US 12,118,813 B2
Continuous learning for document processing and analysis
Stanislav Semenov, Moscow (RU)
Assigned to ABBYY Development Inc., Dover, DE (US)
Filed by ABBYY Development Inc., Dover, DE (US)
Filed on Nov. 3, 2021, as Appl. No. 17/518,191.
Claims priority of application No. 2021132196 (RU), filed on Nov. 3, 2021.
Prior Publication US 2023/0138491 A1, May 4, 2023
Int. Cl. G06V 30/41 (2022.01); G06F 40/174 (2020.01); G06N 3/048 (2023.01); G06N 3/08 (2023.01); G06V 30/148 (2022.01)
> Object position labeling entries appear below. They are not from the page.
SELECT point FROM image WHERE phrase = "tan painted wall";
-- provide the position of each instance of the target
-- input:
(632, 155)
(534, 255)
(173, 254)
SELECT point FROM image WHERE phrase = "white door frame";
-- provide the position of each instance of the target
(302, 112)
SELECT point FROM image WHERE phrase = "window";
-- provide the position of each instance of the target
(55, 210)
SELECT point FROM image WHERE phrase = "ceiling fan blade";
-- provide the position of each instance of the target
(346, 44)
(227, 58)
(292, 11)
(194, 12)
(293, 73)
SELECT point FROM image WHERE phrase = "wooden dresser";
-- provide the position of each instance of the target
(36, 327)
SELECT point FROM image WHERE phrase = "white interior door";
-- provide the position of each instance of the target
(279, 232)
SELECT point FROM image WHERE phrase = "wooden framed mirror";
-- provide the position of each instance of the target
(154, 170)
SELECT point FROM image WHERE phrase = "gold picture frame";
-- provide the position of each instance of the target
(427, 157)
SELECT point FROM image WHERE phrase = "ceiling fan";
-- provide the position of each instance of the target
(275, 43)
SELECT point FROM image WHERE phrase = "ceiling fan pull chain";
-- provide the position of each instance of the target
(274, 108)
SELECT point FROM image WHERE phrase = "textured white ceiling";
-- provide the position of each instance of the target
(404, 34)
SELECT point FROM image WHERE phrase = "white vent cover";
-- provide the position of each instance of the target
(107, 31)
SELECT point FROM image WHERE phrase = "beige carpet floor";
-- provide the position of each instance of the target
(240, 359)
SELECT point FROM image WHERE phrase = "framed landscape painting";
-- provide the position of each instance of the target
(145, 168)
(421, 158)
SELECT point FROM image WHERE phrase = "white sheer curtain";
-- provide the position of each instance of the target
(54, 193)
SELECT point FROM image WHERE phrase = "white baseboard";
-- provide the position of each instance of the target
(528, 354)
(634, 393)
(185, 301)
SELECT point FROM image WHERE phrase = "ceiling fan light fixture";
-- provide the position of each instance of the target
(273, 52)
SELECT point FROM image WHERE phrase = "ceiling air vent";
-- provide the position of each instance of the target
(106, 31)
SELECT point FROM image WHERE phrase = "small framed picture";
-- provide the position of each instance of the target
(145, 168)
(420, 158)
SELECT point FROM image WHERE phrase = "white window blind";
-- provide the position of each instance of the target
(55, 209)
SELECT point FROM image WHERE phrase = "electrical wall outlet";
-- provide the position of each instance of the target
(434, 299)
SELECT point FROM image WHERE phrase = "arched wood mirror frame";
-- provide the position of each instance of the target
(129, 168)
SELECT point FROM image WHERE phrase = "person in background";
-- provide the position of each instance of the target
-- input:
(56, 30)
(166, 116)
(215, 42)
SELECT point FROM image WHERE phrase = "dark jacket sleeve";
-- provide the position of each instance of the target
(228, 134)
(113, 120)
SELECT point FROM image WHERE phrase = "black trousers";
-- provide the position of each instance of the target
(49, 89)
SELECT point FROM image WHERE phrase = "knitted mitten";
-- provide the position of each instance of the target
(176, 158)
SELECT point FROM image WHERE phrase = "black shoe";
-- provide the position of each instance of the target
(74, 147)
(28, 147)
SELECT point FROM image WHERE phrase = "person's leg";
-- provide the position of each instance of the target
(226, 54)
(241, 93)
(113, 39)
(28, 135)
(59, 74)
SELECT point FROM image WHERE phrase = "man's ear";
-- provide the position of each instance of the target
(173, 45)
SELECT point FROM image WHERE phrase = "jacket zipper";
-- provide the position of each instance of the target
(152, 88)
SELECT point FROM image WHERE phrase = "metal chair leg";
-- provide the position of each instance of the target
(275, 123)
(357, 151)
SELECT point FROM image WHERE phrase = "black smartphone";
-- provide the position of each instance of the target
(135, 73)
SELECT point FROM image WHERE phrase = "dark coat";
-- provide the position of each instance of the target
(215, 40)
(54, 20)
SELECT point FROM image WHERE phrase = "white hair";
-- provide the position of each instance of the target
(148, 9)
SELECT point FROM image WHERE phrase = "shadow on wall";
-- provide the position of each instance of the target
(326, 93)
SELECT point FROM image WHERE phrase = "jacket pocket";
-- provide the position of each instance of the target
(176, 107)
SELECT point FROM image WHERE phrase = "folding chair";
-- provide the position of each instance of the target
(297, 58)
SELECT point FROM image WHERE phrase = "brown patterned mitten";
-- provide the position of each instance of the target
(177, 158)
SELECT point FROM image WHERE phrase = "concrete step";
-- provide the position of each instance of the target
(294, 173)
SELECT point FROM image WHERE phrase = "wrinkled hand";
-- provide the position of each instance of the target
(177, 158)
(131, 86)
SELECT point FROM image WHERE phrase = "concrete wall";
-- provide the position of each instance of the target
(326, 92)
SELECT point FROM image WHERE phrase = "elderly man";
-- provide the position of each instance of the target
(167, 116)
CPC G06V 30/41 (2022.01) [G06F 40/174 (2020.01); G06N 3/048 (2023.01); G06N 3/08 (2013.01); G06V 30/153 (2022.01)] 20 Claims
OG exemplary drawing
 
1. A method comprising:
receiving, by a processing device, one or more documents;
performing optical character recognition on the one or more documents to detect words comprising symbols in the one or more documents;
determining an encoding value for each of the symbols;
applying a first hash function to each encoding value to generate a first set of hashed symbol values;
applying a second hash function to each hashed symbol value of the first set of hashed symbol values to generate a vector array comprising a second set of hashed symbol values;
applying a linear transformation to each value of the second set of hashed symbol values of the vector array;
applying an irreversible non-linear activation function to the vector array to obtain abstract values associated with the symbols; and
saving the abstract values to train a neural network to detect fields in an input document.